Pemberitaan berat sebelah, lanjutnya, cenderung menciptakan pengadilan publik berdasarkan asumsi penulis berita, penciptaan image bersalah sebelum proses peradilan terjadi. Karena opini publik terbentuk pada sesuatu hal yang belum jelas status hukumnya, yang pada akhirnya akan mengaburkan fakta yang sebenarnya terjadi dan sering hak-hak hukum seseorang terabaikan.

“Menyangkut fakta penetapan dan penyerahan diri serta penahanan Muhammad, saya selaku pihak Lembaga Melayu Riau merasakan ada beberapa hal yang kurang sesuai yang dilakukan oleh Polda Riau terhadap Muhammad. Terasa janggal menurut kami, karena berdasarkan beberapa kali dilakukan gelar perkara di Mabes Polri Jakarta, sulit untuk mengangkat kasus ini, bagaimana Muhammad dapat dijadikan tersangka. Waktu berlalu hingga sudah 3 kali penggantian Kapolda Riau,” terangnya.

Penetapan Muhammad sebagai tersangka oleh Polda Riau 3 Februari 2020 diiringi dengan surat pemeriksaan sebagai tersangka pada 6 Februari. Muhammad tidak hadir untuk diperiksa dan kembali dipanggil untuk diperiksa tanggal 10 Februari 2020, namun Muhammad melalui pengacara minta penundaan pemeriksaan karena akan menikahkan anaknya pada tanggal 20 Februari 2020.

Pada 26 Februari 2020 Muhammad mendaftarkan praperadilan dan 4 Maret 2020 ditetapkan DPO oleh Polda Riau. Pada tanggal 24 Maret 2020 Pengadilan menyatakan jika pengajuan praperadilan Muhammad tidak diterima karena ketidakhadiran tersangka yang saat itu berstatus DPO. Yang berarti penetapan Muhammad jadi tersangka belum dibahas oleh majelis hakim.

“Menjadi tanda tanya besar mengapa mengembangan kasus ini hanya pada Muhammad, sementara masih ada pihak lain yang terlibat dalam pelanggaran hukum di proyek pipa Tembilahan 2013 yang punya peranan besar dari awal untuk kasus ini. Bentuk permufakatan jahat untuk mengambil keuntungan pribadi di awal proyek ini, sebelum Muhammad menjadi Kabid Cipta Karya, tidak pernah dikembangkan dan dibuka di persidangan 3 terdakwa sebelumnya,” urainya.

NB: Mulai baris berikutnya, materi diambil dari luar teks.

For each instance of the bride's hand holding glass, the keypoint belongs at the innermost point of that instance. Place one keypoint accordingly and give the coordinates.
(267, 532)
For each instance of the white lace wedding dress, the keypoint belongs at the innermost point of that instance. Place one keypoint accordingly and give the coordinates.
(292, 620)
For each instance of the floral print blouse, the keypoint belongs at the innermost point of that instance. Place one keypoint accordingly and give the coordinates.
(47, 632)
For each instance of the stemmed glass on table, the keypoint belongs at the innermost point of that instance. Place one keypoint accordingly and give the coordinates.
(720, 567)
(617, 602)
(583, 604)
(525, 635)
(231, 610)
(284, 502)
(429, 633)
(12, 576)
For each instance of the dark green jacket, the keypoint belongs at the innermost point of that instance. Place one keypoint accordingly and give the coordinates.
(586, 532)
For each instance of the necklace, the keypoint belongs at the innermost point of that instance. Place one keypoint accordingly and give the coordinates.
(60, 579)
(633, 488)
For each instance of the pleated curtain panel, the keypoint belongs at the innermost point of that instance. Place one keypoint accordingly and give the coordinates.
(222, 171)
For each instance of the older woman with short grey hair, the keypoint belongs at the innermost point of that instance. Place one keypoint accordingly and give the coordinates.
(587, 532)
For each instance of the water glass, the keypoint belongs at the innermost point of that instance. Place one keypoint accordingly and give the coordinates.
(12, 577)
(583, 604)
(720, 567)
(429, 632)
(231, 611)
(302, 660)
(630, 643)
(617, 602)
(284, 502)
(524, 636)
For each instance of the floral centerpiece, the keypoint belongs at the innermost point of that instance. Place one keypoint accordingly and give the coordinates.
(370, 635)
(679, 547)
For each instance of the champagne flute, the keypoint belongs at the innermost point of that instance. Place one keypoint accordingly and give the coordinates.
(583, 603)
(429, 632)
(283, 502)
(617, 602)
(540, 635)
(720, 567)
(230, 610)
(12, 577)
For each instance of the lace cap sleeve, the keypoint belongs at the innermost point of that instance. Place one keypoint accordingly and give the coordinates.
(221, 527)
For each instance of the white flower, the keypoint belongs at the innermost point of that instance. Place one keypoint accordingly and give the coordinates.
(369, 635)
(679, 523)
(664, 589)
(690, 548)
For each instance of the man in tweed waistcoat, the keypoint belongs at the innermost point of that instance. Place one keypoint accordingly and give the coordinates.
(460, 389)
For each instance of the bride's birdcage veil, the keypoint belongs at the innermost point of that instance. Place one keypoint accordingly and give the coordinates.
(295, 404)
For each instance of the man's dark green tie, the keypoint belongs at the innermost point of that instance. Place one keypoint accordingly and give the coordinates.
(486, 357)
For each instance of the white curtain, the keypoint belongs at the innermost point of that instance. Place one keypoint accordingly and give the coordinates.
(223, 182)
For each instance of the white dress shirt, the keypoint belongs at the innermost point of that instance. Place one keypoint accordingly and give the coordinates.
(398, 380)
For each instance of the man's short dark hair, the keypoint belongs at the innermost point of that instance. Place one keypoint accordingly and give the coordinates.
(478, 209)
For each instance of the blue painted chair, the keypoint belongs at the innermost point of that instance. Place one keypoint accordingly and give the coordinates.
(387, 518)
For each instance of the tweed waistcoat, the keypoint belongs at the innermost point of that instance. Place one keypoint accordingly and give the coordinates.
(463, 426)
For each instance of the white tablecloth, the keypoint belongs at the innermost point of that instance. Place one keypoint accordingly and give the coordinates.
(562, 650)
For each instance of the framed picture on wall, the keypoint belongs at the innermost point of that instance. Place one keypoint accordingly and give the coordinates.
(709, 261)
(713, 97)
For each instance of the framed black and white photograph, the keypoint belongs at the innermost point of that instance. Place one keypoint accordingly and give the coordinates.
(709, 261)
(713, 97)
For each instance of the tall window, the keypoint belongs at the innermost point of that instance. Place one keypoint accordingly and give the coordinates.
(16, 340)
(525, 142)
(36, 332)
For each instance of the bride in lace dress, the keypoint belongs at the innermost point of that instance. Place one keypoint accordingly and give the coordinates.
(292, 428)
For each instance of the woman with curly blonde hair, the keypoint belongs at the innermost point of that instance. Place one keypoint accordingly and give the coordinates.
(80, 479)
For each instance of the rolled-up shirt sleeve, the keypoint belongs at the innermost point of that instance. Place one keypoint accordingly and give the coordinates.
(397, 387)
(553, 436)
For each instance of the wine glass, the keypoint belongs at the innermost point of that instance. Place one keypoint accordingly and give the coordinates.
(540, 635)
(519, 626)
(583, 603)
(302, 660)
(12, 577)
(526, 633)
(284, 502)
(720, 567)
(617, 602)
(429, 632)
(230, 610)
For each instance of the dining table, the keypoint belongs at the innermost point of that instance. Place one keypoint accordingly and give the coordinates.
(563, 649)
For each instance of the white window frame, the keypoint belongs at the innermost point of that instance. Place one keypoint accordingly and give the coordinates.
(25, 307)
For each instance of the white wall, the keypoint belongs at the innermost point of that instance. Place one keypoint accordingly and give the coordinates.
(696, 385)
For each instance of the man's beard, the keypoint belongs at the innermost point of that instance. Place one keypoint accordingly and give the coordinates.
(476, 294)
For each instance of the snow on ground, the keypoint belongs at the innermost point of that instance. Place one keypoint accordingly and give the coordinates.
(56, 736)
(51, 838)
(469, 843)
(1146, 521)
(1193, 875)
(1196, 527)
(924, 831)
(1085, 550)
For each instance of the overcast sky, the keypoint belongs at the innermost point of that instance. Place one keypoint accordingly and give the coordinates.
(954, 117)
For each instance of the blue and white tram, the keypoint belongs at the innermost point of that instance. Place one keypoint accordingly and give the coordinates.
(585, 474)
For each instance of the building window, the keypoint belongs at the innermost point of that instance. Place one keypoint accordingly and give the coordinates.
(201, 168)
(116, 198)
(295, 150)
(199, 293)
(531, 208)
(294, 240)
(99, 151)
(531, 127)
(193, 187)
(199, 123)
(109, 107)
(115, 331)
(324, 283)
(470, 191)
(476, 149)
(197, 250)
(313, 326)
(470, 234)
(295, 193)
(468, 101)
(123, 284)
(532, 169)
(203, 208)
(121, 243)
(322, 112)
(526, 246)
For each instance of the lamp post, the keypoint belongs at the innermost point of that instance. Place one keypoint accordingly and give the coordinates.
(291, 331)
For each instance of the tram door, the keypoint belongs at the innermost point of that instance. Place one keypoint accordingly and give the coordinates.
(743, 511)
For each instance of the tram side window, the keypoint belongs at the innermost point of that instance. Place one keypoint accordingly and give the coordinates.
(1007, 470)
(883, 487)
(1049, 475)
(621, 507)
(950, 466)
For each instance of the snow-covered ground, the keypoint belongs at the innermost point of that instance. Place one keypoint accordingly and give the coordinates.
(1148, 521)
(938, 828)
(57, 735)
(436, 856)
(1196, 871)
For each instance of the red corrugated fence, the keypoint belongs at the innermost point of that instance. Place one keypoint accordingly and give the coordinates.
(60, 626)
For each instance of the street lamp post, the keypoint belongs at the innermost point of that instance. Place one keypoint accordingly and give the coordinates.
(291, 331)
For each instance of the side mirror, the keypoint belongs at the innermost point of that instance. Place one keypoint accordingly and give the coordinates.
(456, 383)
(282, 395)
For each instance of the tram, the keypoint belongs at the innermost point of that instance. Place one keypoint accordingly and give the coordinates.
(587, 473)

Apa lagi, sambungnya, rekanan HA yang menikmati hasil kerugian negara lebih kurang Rp2.639.000.000 diduga menjadi aktor utama sesuai dengan putusan Pengadilan Negeri untuk 3 terdakwa dalam proyek ini telah menang di prapradilan sehingga status tersangka dicabut. Tidak ditetapkan tersangka kembali padahal kesaksian dari penyuplai barang sangat dibutuhkan untuk melengkapi berkas Muhammad. Orang yang merugikan negara bebas, Muhammad dijadikan tersangka,” ucap Darmawi sambil tersenyum.

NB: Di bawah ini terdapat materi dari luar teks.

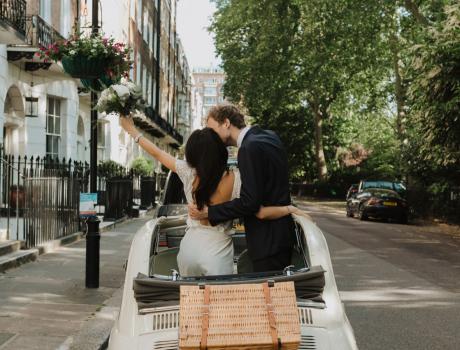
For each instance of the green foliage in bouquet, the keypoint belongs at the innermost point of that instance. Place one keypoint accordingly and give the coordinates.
(142, 166)
(122, 98)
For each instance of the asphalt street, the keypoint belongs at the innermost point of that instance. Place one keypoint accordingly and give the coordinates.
(400, 283)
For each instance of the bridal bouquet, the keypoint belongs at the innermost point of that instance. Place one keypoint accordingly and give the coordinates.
(123, 98)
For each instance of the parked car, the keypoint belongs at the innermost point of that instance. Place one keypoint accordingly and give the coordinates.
(378, 203)
(352, 190)
(149, 314)
(383, 184)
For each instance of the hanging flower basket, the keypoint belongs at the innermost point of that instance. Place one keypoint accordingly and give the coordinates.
(90, 57)
(83, 67)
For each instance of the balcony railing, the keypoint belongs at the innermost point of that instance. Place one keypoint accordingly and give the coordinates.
(13, 12)
(40, 33)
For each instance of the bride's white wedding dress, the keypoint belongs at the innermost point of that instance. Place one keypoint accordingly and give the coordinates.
(205, 250)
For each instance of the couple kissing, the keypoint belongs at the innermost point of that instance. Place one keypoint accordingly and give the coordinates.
(258, 192)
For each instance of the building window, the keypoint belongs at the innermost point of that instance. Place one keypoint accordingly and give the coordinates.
(155, 43)
(145, 81)
(101, 140)
(138, 69)
(139, 15)
(210, 100)
(145, 28)
(154, 94)
(53, 127)
(66, 18)
(210, 91)
(132, 10)
(45, 10)
(149, 88)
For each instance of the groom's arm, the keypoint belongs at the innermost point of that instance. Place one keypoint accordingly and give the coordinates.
(251, 166)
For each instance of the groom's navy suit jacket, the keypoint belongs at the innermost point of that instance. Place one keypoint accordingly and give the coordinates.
(262, 161)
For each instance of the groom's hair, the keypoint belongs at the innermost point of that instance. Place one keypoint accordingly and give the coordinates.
(227, 111)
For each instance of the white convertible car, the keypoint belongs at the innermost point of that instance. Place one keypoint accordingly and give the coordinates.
(149, 314)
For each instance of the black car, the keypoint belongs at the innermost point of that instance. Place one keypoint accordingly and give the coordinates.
(378, 203)
(383, 184)
(352, 190)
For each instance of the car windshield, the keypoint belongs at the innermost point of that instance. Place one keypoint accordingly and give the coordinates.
(383, 193)
(384, 184)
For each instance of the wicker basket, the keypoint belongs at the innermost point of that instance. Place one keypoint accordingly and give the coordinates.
(241, 316)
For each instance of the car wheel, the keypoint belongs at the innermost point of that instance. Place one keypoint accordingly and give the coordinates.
(403, 219)
(362, 214)
(349, 213)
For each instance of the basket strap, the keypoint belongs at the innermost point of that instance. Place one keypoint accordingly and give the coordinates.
(271, 316)
(205, 319)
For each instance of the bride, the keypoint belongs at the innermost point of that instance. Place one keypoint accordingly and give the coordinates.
(205, 249)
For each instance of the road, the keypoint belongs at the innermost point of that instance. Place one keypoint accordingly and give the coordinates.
(400, 283)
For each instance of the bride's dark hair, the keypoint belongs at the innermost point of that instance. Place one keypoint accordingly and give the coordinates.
(207, 154)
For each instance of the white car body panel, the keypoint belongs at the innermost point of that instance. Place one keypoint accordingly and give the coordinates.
(321, 328)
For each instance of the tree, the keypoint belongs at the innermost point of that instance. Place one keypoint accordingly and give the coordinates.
(435, 91)
(295, 54)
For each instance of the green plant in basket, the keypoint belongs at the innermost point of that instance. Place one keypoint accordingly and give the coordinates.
(142, 166)
(122, 98)
(90, 57)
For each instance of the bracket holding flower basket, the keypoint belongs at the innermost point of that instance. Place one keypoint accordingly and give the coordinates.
(98, 61)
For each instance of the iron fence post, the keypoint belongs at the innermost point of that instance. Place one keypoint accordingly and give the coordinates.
(93, 238)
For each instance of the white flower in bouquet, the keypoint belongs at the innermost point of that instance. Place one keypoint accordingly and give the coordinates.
(123, 98)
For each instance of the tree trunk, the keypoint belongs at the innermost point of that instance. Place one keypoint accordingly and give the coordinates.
(399, 88)
(319, 149)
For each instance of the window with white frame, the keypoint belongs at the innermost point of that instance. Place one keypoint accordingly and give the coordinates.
(145, 27)
(155, 43)
(154, 94)
(209, 100)
(53, 127)
(132, 9)
(210, 91)
(101, 139)
(66, 18)
(145, 81)
(138, 69)
(45, 10)
(149, 88)
(139, 15)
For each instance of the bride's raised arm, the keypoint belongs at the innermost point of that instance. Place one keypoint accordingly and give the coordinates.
(272, 213)
(163, 157)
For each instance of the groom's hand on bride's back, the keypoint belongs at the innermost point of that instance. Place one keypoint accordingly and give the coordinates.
(197, 214)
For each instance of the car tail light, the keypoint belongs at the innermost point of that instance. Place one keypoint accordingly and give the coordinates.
(373, 201)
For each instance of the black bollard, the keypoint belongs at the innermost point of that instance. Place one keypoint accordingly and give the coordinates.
(93, 238)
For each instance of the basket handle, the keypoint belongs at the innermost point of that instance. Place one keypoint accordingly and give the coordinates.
(271, 316)
(205, 319)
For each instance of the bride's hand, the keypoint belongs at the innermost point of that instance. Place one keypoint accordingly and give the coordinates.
(297, 211)
(127, 123)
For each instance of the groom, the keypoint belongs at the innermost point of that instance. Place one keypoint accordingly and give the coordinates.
(262, 161)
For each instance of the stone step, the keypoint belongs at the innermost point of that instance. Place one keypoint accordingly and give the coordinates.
(17, 258)
(7, 247)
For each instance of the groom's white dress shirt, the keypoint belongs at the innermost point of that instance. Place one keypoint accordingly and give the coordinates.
(241, 136)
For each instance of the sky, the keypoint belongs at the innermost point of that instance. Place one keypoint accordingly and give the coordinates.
(193, 17)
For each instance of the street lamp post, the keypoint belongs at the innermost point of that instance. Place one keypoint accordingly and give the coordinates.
(93, 235)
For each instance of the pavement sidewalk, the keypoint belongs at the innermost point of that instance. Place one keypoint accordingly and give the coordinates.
(45, 304)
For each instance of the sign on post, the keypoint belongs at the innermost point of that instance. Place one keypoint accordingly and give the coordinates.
(88, 202)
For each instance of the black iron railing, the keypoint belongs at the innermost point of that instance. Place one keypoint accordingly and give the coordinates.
(39, 197)
(119, 198)
(39, 33)
(13, 12)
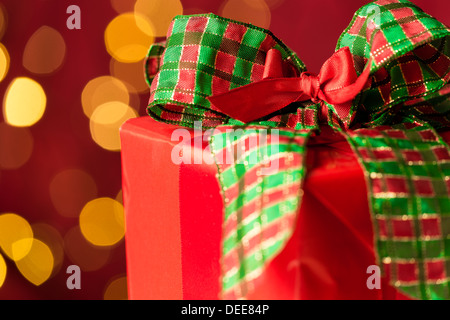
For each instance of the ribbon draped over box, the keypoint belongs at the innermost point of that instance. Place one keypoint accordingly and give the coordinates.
(386, 90)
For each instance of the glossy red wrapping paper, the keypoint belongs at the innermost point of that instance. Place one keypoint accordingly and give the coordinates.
(174, 218)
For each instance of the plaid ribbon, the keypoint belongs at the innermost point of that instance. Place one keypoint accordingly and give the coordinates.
(392, 127)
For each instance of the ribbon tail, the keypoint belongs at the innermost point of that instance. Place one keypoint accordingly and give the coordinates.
(345, 94)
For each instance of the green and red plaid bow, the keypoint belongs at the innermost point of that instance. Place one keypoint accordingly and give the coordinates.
(210, 66)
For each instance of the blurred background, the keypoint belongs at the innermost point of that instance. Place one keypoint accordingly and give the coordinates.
(69, 78)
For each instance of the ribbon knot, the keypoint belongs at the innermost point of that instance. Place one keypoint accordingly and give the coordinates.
(310, 85)
(337, 84)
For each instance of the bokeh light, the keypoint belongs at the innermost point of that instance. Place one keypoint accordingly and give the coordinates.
(102, 222)
(256, 12)
(101, 90)
(130, 73)
(45, 51)
(37, 265)
(128, 37)
(24, 102)
(16, 236)
(70, 190)
(16, 146)
(116, 289)
(82, 253)
(106, 121)
(53, 239)
(159, 12)
(4, 61)
(3, 20)
(3, 270)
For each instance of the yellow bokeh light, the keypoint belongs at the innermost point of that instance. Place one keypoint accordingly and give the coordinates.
(24, 103)
(106, 122)
(4, 62)
(101, 90)
(52, 238)
(3, 270)
(37, 265)
(16, 236)
(130, 73)
(70, 190)
(128, 37)
(16, 146)
(256, 12)
(102, 222)
(45, 51)
(83, 253)
(159, 12)
(117, 289)
(3, 20)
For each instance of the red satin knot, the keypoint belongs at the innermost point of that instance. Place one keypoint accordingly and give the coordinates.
(310, 85)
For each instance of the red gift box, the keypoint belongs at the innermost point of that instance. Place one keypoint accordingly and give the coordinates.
(174, 223)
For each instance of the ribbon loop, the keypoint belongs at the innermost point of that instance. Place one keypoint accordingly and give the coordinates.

Ia melanjutkan, siapa aktor yang berada di balik pemenangan PT Pantori Raja di proyek tersebut, seharusnya ditelusuri. Karena dalam persidangan 3 terdakwa sebelumnya jelas dinyatakan jika semua dana untuk pelaksanaan tersebut masuk ke rekening HA dan sempat dibuktikan di pengadilan jika lalu lintas keuangan dan transfer dana melalui beberapa orang saksi dalam kegiatan proyek tersebut.

Menurut Darmawi, aliran dana HA rekanan ini harus ditelusuri karena perusahaannya penyuplai material utama proyek pipa tersebut.

“Kami Lembaga Melayu Riau merasa ada keengganan Polda Riau dalam penanganan hukum untuk mengembangkan kasus ini lebih dalam untuk mencari fakta kemufakatan dan persekongkolan yang sebenarnya terjadi di luar Muhammad, sebelum dia menjadi KPA. Jangan sampai ada indikasi atensi lain dalam penetapan Muhammad sebagai tersangka. Dan kami berharap selanjutnya di proses penanganan kasus ini oleh Kejaksaan Tinggi Riau dapat bertindak secara profesional dan netral sehingga kasus ini dapat dibuka dan fakta yang sesungguhnya terungkap. Kita lihat tindakan Kajati Riau belakangan ini dalam pemberantasan korupsi tak pernah pandang bulu. Kami angkat jempol dengan apa yang dilakukan oleh Ibu Kajati Riau ini,” tutup Darmawi Zalik Aris.